Due to the different branching model suggested by ClearCase and the need to become accustomed to a different system, it may be best to take a phased approach to conversion. The best approach would seem to be

  1. Take a simple snapshot of the main line only. Due to ClearCase's model this will probably currently be a branch called "version n" where n is the next version to be released.
  2. Switch the main line developers over to using Perforce. When it is time to release "version n", create a branch for version n.
  3. Code maintainers working on version n will now switch to Perforce. The process continues until all supported releases are in Perforce.

The advantage of this approach is that the Perforce history is very clean, the transition is more manageable, and experience with Perforce can be passed on from developer to developer.

The disadvantage, of course, is that the interim solution involves two CM systems, which may introduce short term complications.

Other conversion issues

Multiple names for one directory

ClearCase installations will typically have a myriad of NFS mounts and symbolic links.
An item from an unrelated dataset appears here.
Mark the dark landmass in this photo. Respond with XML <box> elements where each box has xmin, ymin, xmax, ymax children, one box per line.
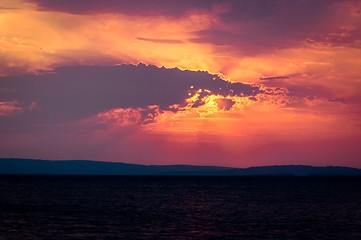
<box><xmin>0</xmin><ymin>158</ymin><xmax>361</xmax><ymax>176</ymax></box>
This can result in the same directory having multiple names. Perforce maps files between client syntax and depot syntax based on the current working directory. In order to ensure Perforce uses the canonical name for the directory p4 can be aliased to p4 -d `pwd`.

Performance problems

ClearCase slows down all filesystem accesses. Thus it is best for the Perforce server to be run on a machine which does not have ClearCase installed. Users who will never need to access ClearCase should have ClearCase de-installed from their machines.